マンションとペットの最近の判例-- 判例にみるペット問題と、その解釈と変遷 --

最高裁判決後の動き

 最高裁で「飼育禁止規約は妥当」との判断が下されたことにより、現実に飼育している人達に精神的にも大きな影響を与えているのではないか、と協議会の小暮さんは要約の資料に懸念を示されています。


 実際、判決後協議会には、こっそり飼育していることの罪悪感や悩みを訴える人の相談もあるようです。また、現在「飼育者の会」の設立で管理組合と交渉を進めている集合住宅で、飼育反対派の役員が強行に臨時総会の開催日程を取り決めたり、アンケート調査の実施後のデーターを基に、訴訟への働きかけをしている等、「勝訴」を前提に考えた動きがあるなどの心配の情報も入っているとか。


 管理業界は「当然の判決で、特に今更…」との冷めた見方が蔓延しており、「規約で定めた事が有効であるという結論は、組合の立場から見るとありがたい判決だ。集合住宅では周囲との強調が必要だからある程度の制限があってもしかたがない」(日本住宅管理組合協議会亀山精吾会長)といった意見が多く挙がっているそうです。(「ある程度」って、「どの程度」かが精神文化レベルを示すと思うのです。日本も経済レベルにみあった世界に恥ずかしくない精神文化レベルを持って欲しいと思います。)


 また、ペット飼育そのものに関しては、「これが一概に集合住宅での禁止の動きに拍車をかけるものにはならないと思う」(ある管理会社社員)と、現実にはケース・バイ・ケースは今後も変わらないようです。

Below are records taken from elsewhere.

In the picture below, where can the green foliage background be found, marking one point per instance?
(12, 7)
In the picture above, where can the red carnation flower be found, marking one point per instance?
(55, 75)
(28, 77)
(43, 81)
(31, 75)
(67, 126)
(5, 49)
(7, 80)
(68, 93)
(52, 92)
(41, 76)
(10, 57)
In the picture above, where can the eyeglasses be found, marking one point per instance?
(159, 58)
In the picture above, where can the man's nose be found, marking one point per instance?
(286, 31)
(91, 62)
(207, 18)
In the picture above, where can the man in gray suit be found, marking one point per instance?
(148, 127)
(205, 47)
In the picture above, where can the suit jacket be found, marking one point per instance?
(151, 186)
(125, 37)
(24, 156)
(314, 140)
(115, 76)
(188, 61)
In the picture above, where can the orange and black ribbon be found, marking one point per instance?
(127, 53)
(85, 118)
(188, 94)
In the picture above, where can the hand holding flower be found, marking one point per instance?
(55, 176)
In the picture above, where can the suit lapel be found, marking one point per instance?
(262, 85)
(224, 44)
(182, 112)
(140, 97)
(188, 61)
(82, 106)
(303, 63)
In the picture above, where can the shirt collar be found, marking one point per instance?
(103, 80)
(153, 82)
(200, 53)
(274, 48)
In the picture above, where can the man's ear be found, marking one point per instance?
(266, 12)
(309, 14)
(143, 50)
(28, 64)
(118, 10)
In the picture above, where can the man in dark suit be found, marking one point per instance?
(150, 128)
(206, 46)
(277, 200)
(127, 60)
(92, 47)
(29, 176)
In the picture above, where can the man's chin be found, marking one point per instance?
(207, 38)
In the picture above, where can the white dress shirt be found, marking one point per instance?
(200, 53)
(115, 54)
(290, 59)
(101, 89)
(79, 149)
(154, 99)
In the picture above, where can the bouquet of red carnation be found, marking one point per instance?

 しかし、管理会社の一部の担当者は、今回の判例の部分ノミをとりだして、「集合住宅でのペット飼育は許容されず、罰金として40万円の支払とペットの処分を言い渡される」と飼育を認めてもらおうとする住民を脅すような事を言ったりしているそうです。しかし、繰り返して言うように、今回の判決は、「マンションでペットを飼えないという常識が認められた」といった事ではありません。